The Sleeping Bear Has Awakened…and Monday christened the slide.. The steep downturn Monday, after five days of sliding, the indices set new lows. The Dow Jones Industrial Average led the way falling 329 points on Monday to close at 29260, and into Bear Territory. The index has fallen over significantly to give credence to entering ‘Bear Territory.’ The S&P 500 rested at a ‘new’ bottom at 3655. The Technology laden Nasdaq Composite followed suit settling at 10802. As the week continued, conditions worsened. Early on, the stream of negative news affected traders and investors. Scattered announcements from the UK government indicated severe tax cutting measures were coming forth as well as deep concerns of inflation by the Bank of England, and anticipation of drastic tightening. The bold response by the bank sent the message that long overdue correction was coming forth. “My worry is there is a sense that the Fed is going to raise rates until it breaks the economy, or something breaks,” said Paul Donovan, chief economist at UBS Global Wealth Management. As of Tuesday, government bonds showed strength, the 10-year Treasury stood at 4.235%, up from 3.813% on Friday (9-23). Tuesday’s market was a bit tighter, with investors and traders scooping up ‘bargains’ and saving profits. Some of the Nasdaq tech picked up, however softened by the day’s end. As the day finished many equities began to show weaknesses, as the next two days will illustrate. Amid all the chaos in the markets a flicker of optimism show its head giving investors a rare shade of positivemess. Thursday traders began to take on a more serious tone as the Fed’s actions are seemingly ‘sinking in,’ with the realization that drastic measures are coming to combat inflation. There is a strong underlying feeling that the aggressiveness of the Fed and the amazing strength of the U.S. dollar is creating a roiling of the world economies. Commodities are deeply affected by the strong dollar, as the currency is used in nearly all trades, pushing other currencies to the background, and ultimately worth less-against the dollar.

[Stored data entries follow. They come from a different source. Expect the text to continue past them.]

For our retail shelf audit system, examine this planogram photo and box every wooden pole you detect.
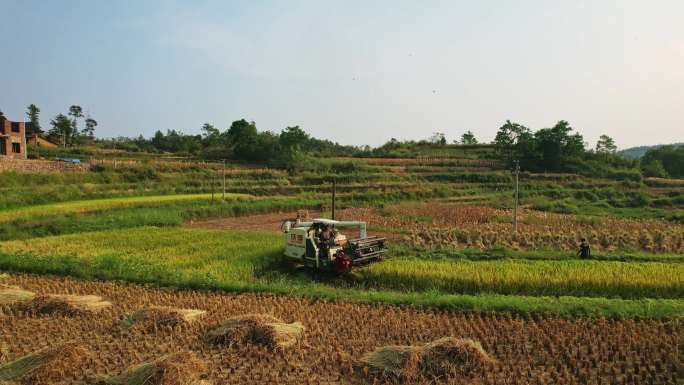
[332,179,337,221]
[513,160,520,233]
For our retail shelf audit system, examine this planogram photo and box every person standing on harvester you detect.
[577,238,591,259]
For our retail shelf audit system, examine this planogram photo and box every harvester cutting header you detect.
[283,218,387,273]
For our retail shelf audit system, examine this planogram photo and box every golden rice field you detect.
[344,202,684,254]
[0,227,684,299]
[0,274,684,385]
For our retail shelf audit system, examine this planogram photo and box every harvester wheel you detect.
[334,251,353,273]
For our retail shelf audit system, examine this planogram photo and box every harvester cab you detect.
[282,218,387,273]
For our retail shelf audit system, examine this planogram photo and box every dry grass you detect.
[97,352,207,385]
[204,314,304,350]
[360,337,494,382]
[19,294,112,316]
[0,284,35,305]
[0,274,684,385]
[119,306,206,331]
[0,342,90,385]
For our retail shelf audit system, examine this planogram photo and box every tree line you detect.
[0,104,684,178]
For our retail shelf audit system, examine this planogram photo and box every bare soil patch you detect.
[0,274,684,385]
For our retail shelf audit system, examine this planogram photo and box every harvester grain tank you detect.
[282,218,387,273]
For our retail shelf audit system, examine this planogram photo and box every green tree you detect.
[534,120,585,171]
[494,120,537,168]
[202,123,221,144]
[596,134,617,154]
[429,132,447,146]
[26,104,43,136]
[69,105,83,136]
[279,126,311,151]
[48,114,74,147]
[461,130,477,144]
[226,119,258,160]
[83,117,97,140]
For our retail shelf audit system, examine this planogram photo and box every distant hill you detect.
[618,143,684,159]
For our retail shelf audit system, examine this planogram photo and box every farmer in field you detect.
[577,238,591,259]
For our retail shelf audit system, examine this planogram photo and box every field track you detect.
[0,274,684,384]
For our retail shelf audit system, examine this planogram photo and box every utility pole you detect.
[209,169,216,204]
[332,178,337,221]
[513,160,520,233]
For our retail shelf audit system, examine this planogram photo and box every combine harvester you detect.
[282,218,387,273]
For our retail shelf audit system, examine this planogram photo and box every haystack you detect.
[20,294,112,316]
[360,337,494,382]
[204,314,304,349]
[119,306,206,331]
[0,342,89,385]
[0,284,35,305]
[97,352,207,385]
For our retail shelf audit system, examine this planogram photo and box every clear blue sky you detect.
[0,0,684,148]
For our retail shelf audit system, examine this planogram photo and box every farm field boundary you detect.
[0,227,684,318]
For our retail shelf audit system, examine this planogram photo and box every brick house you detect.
[0,119,26,159]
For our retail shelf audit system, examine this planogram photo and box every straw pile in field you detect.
[0,342,89,385]
[0,284,35,305]
[204,314,304,349]
[119,306,206,331]
[20,294,112,316]
[361,337,493,382]
[97,352,207,385]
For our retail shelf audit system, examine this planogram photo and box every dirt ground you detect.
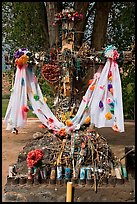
[2,120,135,202]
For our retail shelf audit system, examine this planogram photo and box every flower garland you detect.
[14,48,35,69]
[27,149,44,167]
[54,9,83,23]
[104,45,120,61]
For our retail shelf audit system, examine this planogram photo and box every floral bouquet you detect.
[27,149,44,167]
[104,45,119,61]
[14,48,34,69]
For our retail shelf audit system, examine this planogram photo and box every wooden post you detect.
[66,182,72,202]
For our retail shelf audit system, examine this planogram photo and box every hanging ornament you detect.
[112,124,119,132]
[33,94,39,101]
[106,98,113,105]
[108,84,112,91]
[88,79,94,85]
[99,101,103,108]
[110,107,114,114]
[42,64,60,83]
[105,112,112,120]
[85,116,90,124]
[89,85,95,91]
[66,120,73,127]
[22,106,29,112]
[85,105,89,110]
[109,88,113,95]
[21,77,25,86]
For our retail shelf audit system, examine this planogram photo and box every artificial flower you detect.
[109,88,113,95]
[88,79,94,85]
[58,128,66,136]
[22,106,29,112]
[112,125,119,132]
[105,112,112,120]
[66,120,73,127]
[106,98,113,104]
[99,101,103,108]
[85,116,90,124]
[27,149,44,167]
[110,107,114,114]
[33,94,39,101]
[89,85,95,91]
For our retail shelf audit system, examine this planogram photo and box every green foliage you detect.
[122,64,135,120]
[107,2,135,50]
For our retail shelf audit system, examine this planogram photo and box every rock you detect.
[33,132,43,140]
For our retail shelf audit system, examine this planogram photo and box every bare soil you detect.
[2,120,135,202]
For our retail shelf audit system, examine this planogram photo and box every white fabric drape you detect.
[4,59,124,132]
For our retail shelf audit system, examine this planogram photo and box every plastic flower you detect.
[105,112,112,120]
[22,106,29,112]
[89,85,95,91]
[99,101,103,108]
[58,128,66,136]
[33,94,39,101]
[48,118,54,123]
[113,50,120,60]
[27,149,44,167]
[108,84,112,91]
[112,125,119,132]
[106,98,113,104]
[85,116,90,124]
[66,120,73,127]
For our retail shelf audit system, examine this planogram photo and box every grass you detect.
[2,99,37,118]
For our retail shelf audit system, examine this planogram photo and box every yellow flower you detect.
[66,120,73,127]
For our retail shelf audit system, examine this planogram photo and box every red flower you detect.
[27,149,44,167]
[48,118,54,123]
[113,50,119,60]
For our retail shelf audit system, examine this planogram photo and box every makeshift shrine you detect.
[4,7,127,191]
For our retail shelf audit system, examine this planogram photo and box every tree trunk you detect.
[91,2,112,50]
[74,2,89,50]
[46,2,62,48]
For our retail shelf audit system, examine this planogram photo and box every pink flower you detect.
[113,50,119,60]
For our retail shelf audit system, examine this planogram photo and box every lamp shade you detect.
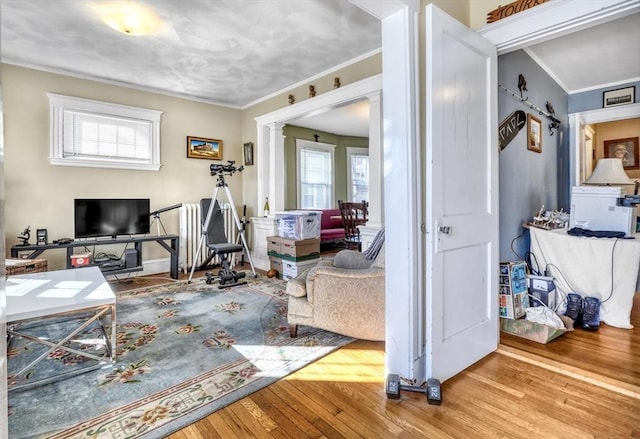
[584,158,634,186]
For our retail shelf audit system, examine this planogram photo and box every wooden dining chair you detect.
[338,200,369,250]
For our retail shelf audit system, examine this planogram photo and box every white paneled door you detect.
[424,4,499,381]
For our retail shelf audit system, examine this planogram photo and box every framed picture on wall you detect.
[604,137,640,169]
[527,114,542,152]
[602,86,636,108]
[187,136,222,160]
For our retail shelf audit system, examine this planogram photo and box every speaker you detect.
[124,248,138,268]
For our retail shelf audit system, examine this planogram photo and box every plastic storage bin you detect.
[276,210,322,240]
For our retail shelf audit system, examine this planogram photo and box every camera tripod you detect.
[189,160,258,288]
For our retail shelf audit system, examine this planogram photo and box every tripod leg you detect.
[224,185,258,277]
[189,186,220,283]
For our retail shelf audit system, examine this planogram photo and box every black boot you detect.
[582,297,600,331]
[564,293,583,325]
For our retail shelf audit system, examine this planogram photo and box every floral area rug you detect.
[8,277,353,439]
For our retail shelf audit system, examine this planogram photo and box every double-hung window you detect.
[296,139,335,209]
[347,147,369,201]
[47,93,162,171]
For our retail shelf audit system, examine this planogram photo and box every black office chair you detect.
[200,198,247,288]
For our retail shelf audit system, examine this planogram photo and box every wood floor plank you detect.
[123,274,640,439]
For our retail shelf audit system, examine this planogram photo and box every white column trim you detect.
[382,7,425,382]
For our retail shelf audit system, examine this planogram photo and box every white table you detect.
[529,227,640,329]
[6,267,116,390]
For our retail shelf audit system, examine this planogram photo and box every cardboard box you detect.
[269,256,282,279]
[527,274,557,309]
[500,318,567,344]
[276,210,322,240]
[282,258,320,280]
[267,236,320,262]
[498,261,529,319]
[71,253,91,267]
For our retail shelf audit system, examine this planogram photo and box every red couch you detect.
[320,209,344,244]
[301,208,344,244]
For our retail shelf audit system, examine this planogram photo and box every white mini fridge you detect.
[569,186,637,237]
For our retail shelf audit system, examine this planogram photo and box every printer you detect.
[569,186,637,237]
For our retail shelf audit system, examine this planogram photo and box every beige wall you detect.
[2,0,499,269]
[2,65,242,269]
[592,118,640,179]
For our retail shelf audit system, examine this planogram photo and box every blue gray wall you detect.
[498,50,570,261]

Current data is showing a unique resilience of the labor market, as all information indicates positive trending, with consistent adding of jobs, bucking the Fed’s tightening policies. “Government news is bad news in that today’s job number again reiterates that the Fed has a long way to go,” said Phil Blancato head of Ladenburg Thalmann Asset Management in N.Y. “The fear in the marketplace is that the Fed is going to push us into a very deep recession, which will cause an earnings recession, which is why the market is selling off,” he said.
The two year carousel has seen lumber prices rise and fall as futures closed Tuesday atr $429.30 per thousand board feet down nearly 70% since the Federal Reserve started tightened. As home mortgage interest rates have crossed 7% since the Fed started its interest raises, home building and remodeling has slowed significantly, as new housing permits have also decreased-and are still heading downward. Recent data shows home building is down 13% from levels in April, a time when building was at its peak. Paul Jannke of Forest Economic Advisors said, “his firm forecasts that lumber consumption will decline by as much as 2.5% this year and up to 4.5% in 2023 as home construction stalls and remodeling demand reverts to normal following the pandemic renovation boom.”
RUMBLINGS ON THE STREET
Joshua D. H. Sager, Vice President, Loan Officer at Old National Bank, Ann Arbor, “Residential Mortgage rates continue to fluctuate with some lenders jumping to 7.125% over the past week. When considering the 30-year fixed rate was at a historic low in 2021 of v2.65%, many new borrowers are facing a stark reality of a mortgage payment that has increased significantly year over year for a home with the same value. How significant? A mortgage of $400,000 at 2.65% over 30 years would result in a monthly payment of $1,600 versus a payment of $2,700 at 7.125%, significant indeed.”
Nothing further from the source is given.